In 1853, the West Chester and Philadelphia Railroad opened, heading southwest and west to West Chester. The first section of the North Pennsylvania Railroad, eventually running north to Bethlehem, opened in 1855. A new alignment of the Philadelphia, Wilmington and Baltimore Railroad opened in 1872, and the old one was leased in 1873 to the Philadelphia and Reading Railway. In 1886, the Baltimore and Philadelphia Railroad opened, giving the Baltimore and Ohio Railroad its own route into Philadelphia.

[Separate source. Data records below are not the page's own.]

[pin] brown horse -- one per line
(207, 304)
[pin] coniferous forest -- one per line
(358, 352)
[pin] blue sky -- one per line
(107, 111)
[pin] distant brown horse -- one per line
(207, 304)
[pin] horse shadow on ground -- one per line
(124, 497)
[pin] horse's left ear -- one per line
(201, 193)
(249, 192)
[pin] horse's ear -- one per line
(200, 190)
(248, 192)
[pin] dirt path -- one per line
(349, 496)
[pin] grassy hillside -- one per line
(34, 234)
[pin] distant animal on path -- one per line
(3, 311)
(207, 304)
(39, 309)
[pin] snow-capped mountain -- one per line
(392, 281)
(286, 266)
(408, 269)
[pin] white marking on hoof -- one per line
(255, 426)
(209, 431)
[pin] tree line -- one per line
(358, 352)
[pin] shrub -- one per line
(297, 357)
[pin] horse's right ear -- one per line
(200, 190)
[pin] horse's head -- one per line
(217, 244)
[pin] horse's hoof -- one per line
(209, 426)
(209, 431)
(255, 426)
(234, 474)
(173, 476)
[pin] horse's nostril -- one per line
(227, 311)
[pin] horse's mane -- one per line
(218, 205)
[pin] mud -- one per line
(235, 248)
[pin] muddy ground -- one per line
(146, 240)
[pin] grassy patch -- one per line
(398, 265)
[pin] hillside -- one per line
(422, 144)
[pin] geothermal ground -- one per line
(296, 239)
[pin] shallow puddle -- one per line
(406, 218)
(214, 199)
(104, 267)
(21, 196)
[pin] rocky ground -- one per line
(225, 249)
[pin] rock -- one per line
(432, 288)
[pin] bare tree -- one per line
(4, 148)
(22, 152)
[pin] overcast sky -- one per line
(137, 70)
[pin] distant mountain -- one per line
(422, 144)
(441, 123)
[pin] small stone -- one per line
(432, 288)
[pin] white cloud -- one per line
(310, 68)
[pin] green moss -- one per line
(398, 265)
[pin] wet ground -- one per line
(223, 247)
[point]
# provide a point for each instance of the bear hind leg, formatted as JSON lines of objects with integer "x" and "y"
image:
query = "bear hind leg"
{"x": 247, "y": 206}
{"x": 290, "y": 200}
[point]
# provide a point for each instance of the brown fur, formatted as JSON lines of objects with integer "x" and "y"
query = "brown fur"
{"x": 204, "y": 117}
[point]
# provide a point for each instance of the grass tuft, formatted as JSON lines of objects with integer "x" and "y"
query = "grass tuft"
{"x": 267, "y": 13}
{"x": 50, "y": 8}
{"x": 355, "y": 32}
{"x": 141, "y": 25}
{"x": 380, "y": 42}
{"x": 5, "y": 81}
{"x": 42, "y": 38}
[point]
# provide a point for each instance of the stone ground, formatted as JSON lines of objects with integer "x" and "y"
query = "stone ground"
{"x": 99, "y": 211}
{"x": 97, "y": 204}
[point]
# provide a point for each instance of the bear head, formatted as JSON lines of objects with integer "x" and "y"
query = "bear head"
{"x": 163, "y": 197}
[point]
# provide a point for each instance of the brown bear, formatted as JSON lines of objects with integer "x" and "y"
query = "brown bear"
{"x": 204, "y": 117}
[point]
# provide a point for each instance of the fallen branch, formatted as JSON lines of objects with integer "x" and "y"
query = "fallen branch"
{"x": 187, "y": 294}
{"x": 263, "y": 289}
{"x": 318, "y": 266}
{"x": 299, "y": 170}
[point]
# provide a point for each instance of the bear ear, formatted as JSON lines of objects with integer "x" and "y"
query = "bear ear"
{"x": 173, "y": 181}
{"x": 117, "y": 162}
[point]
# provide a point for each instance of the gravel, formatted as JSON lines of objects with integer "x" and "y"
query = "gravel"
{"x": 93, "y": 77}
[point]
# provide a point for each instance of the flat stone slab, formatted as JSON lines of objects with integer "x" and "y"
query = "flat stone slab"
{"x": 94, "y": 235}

In 1863 and 1866 the Junction Railroad opened, connecting the lines west of downtown. The Connecting Railway opened in 1867, connecting the lines north of downtown, and finally giving the Philadelphia and Trenton Railroad a route into downtown. Eventually all the lines into Philadelphia, except for the Baltimore and Ohio Railroad's Baltimore and Philadelphia Railroad, were owned by the Pennsylvania Railroad or Philadelphia and Reading Railway.

The Schuylkill River starts in Schuylkill County, Pennsylvania near Pottsville, Pennsylvania and was used in the early days to ship anthracite coal by mule on the Schuylkill Canal to Philadelphia for burning fuel. Later anthracite coal from the hard Coal Region was shipped on the Reading railroad/ Reading Company. The Reading Railroad competed with the Pennsylvania railroad and built tracks along the Schuylkill River for the coal. As of 2016, the anthracite coal was still shipped on coal cars down to the ports of Philadelphia from Schuylkill County, Pennsylvania, by rail. The city of Reading, Pennsylvania, became a rich middleman town during the Industrial revolution from the Coal Region Pottsville, Pennsylvania, 150 mi northwest of Philadelphia.